I’m an outsider—a real one. There are many people who say they are outsiders—even as they convene self-congratulatory covens. Yet I have always liked to be alone; and Heraclitus has always been my favourite philosopher—he was the original outsider, the first Western philosopher. Plato was a footnote to him. I have been ejected from offices because I spoke my mind, and I have been ejected from clandestine “dissident” circles because I spoke my mind—and refused to lie.

There are people who want to play at “dissident”—and form secret circles linked into sex clubs run by Jews (yes, how the world really works), those involved in “effective altruism” as it happens. I have seen, I have been invited—I have been ejected, or ejected myself. I know the game—the game does not interest me. I am not a dissident, do not consider myself so—I am just someone who says what he thinks and feels, tells it how he sees it. If that makes me a “loyalist”, so be it—if it makes me a “dissident”, so be it; perhaps, altogether, it would be better not to put a name on it. I am the unspeakable.

Indeed, someone once sent me a comic strip called “The Unspeakable Mr. [my surname]”. How true—I didn’t realise how true, until now. I suppose the outsider has to be unspeakable—somewhat horrific; or, at least, you have to pretend I am horrific; deep down, if you were honest, you would know I am not. If you met me, you wouldn’t think I am horrific at all—I’m as mild as can be, as it happens. You can ask me anything—if you ask sincerely. I’m shameless, I’ll tell you anything—that’s why I’m unspeakable.
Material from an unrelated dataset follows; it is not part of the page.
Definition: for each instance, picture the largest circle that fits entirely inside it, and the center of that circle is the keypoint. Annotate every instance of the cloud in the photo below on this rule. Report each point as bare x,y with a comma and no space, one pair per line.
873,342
I’ve always been this way: at childhood birthday parties I would wander away from the group right to the garden’s boundary—sometimes I just left the party altogether and wandered about. One time I was chased by some geese—it was an experience, to wander is to wonder. Even my phone number is correct for this role—it ends in “333”; it’s the number no one ever dials, though, if they did, all their troubles would end.

Don’t you feel alone? No—it’s because you think that way that you’ll never dial the number. It’s what people say to get you under control, mostly—“Don’t you feel lonely?”, “You’re doing this for attention.” There are many variations—many attempts at control, to bind you.
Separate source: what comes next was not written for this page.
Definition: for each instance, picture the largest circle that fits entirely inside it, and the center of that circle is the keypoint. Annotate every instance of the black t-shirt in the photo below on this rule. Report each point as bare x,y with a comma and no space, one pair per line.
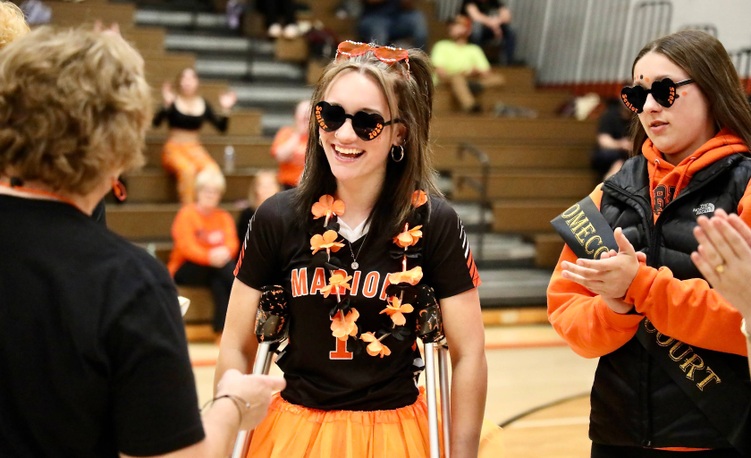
322,372
485,6
93,356
177,119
The reason I can walk alone is that I know I am one drop in a waterfall. I am one thing, I am many things—I am the drop that knows it is a waterfall. How can I be alone in a waterfall? There is nothing special about this condition—you are the same, except you do not know it yet.
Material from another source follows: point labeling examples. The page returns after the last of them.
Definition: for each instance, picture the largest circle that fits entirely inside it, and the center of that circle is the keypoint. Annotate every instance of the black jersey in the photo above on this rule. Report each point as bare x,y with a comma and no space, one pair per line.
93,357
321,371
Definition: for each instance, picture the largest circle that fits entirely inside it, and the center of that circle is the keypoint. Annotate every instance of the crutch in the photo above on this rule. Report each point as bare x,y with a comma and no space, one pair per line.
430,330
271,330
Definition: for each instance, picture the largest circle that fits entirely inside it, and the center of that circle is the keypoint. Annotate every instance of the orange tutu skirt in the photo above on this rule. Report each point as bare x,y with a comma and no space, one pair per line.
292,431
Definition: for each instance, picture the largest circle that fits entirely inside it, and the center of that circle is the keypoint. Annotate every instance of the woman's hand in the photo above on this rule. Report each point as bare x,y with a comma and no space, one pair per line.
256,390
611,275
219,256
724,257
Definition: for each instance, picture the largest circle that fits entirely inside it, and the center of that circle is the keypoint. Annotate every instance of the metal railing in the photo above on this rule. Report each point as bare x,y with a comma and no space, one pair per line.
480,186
Hence I will walk alone, alone over the high Scottish mountains—yet I will not be alone. I will be the mountain knowing itself. As it happens, in such conditions, the mind floods with messages from other people, over the astral plane—the outsider is the man closest to everyone else in the world, it works by magical reversal.

I have scanned your hearts, and I have found them wanting. I see people in love with their image—the hard man, the good man, the clever man, the victim. I see many images that you love. You think you know what you want—you do not know, you know an image; an illusion. You are not my Grail knights—you self-seekers, you will not save the West (you will talk, you will complain, you will not be real). I only need twelve, the masses are irrelevant—the twelve will be summoned by magic, to me. We will break the iron hand of Satan, served by Judeo-Masonry, that holds the West captive. It is not a political position, it is not a negotiation—it is reality.